13 décembre 2021

Amérique et Premières Nations

J’ai le plus grand respect pour les droits, les croyances et les coutumes des peuples autochtones, mais... Sans doute de façon atypique, j’ai été élevé dans une famille où leurs portraits ornaient les murs de notre maison, leurs récits avaient place dans notre bibliothèque et nous avions avec eux de fréquents échanges. Ma grand-mère a égayé notre enfance des souvenirs heureux qu’elle avait gardés de ses condisciples huronnes chez les Ursulines de Québec à la fin du 19e siècle. Mon père avait des amis aussi bien à l’Ancienne-Lorette près de Québec que dans la réserve de Tobin, à côté de notre village ancestral de Trois-Pistoles. Mon frère et moi avons partagé de courtes périodes de leur vie dans notre adolescence, lors d’emplois d’été dans les forêts de l’Abitibi et de la Côte Nord.

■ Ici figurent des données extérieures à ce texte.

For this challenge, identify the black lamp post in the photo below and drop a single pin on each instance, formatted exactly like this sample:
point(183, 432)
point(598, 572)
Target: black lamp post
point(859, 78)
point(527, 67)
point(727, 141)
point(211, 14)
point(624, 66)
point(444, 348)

C’est ce qui m’autorise et m’incite à exprimer une certaine inquiétude face à l’importance médiatique qu’ils prennent ces temps-ci. Oui, leurs griefs à l’égard de la majorité d’origine européenne sont valides et sérieux. Oui, ils ont droit à leur dignité et à leur différence. Mais à trop insister là-dessus sans faire la part des choses quant aux réalités planétaires du 21e siècle, cela risque d’avoir exactement l’effet contraire de ce qu’ils souhaitent et méritent. 

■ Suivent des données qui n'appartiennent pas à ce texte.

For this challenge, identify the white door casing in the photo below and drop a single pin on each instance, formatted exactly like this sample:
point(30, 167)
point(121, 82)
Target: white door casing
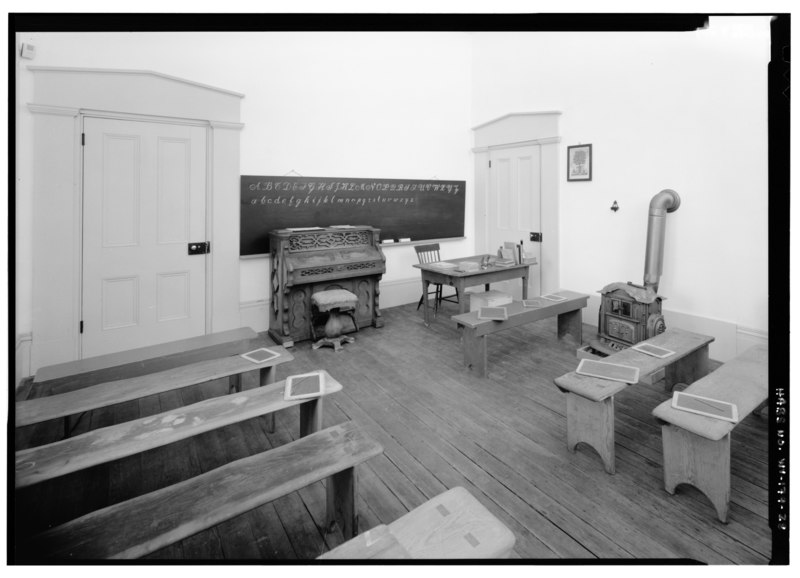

Soyons réalistes: jamais ils ne reprendront le contrôle de l’ensemble des immenses territoires qui étaient leurs avant notre arrivée en Amérique; jamais ils ne convaincront les majorités diversifiées d’immigrants qui les ont envahis d’adopter même partiellement leur vision ni leur manière de vivre. Et même s’ils le faisaient, cela n’aurait jamais l’amplitude nécessaire pour résoudre le problème de maintenir notre continent et notre planète dans l’état d’un environnement vivable et confortable pour l’immense multitude des populations qui l’occupent désormais; sans d’énormes compromis avec leur tradition, le résultat serait catastrophique aussi bien pour eux que pour le reste du monde.

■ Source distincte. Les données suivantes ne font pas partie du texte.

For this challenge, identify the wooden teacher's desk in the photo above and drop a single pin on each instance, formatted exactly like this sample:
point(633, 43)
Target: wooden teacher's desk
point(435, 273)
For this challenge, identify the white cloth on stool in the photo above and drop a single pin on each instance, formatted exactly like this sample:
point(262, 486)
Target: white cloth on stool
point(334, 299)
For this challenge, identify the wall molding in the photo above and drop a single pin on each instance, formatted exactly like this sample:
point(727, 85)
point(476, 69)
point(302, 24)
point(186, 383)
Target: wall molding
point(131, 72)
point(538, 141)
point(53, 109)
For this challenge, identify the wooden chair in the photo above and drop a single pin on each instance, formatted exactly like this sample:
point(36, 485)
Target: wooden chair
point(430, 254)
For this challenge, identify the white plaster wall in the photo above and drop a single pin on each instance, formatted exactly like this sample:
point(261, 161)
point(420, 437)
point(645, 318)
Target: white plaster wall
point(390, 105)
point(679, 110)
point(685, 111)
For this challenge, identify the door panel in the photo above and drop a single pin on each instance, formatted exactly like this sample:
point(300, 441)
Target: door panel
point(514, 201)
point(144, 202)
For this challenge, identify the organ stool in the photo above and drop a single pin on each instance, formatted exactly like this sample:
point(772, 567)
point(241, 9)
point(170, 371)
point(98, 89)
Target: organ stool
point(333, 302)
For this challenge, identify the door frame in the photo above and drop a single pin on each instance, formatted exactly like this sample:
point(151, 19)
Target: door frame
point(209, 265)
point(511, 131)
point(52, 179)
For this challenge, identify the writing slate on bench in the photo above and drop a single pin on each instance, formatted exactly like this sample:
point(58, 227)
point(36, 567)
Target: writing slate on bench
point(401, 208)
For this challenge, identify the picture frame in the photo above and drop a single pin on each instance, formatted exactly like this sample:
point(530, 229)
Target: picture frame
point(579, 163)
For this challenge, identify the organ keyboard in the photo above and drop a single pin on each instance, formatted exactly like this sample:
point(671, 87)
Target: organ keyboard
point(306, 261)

Ils ont donc le choix entre trouver un tel compromis et un inévitable refoulement dans des ghettos sans doute plus confortables, mais aussi contraignants que leurs actuelles «réserves» canadiennes et américaines et leur statut très inconfortable dans la plus grande partie de l’Amérique latine. Or, d’une part la fenêtre pour exercer ce choix est réduite: dès que les pressions de l’actualité les occulteront de l’avant-scène des médias (ce qui se produira inévitablement), ils n’auront plus guère de force de négociation face à des majorités qui controlent les leviers politiques et financiers et dont les préoccupations quotidiennes sont bien éloignées  des leurs. Et d’autre part, qui d’autre qu’eux, sauf une minorité d’écologistes convaincus mais sans réel pouvoir décisionnel, peut élaborer une formule à cheval entre leur tradition et notre modernité et mener les négociations qui auront la moindre chance de la mettre en oeuvre?

D’où mon inquiétude.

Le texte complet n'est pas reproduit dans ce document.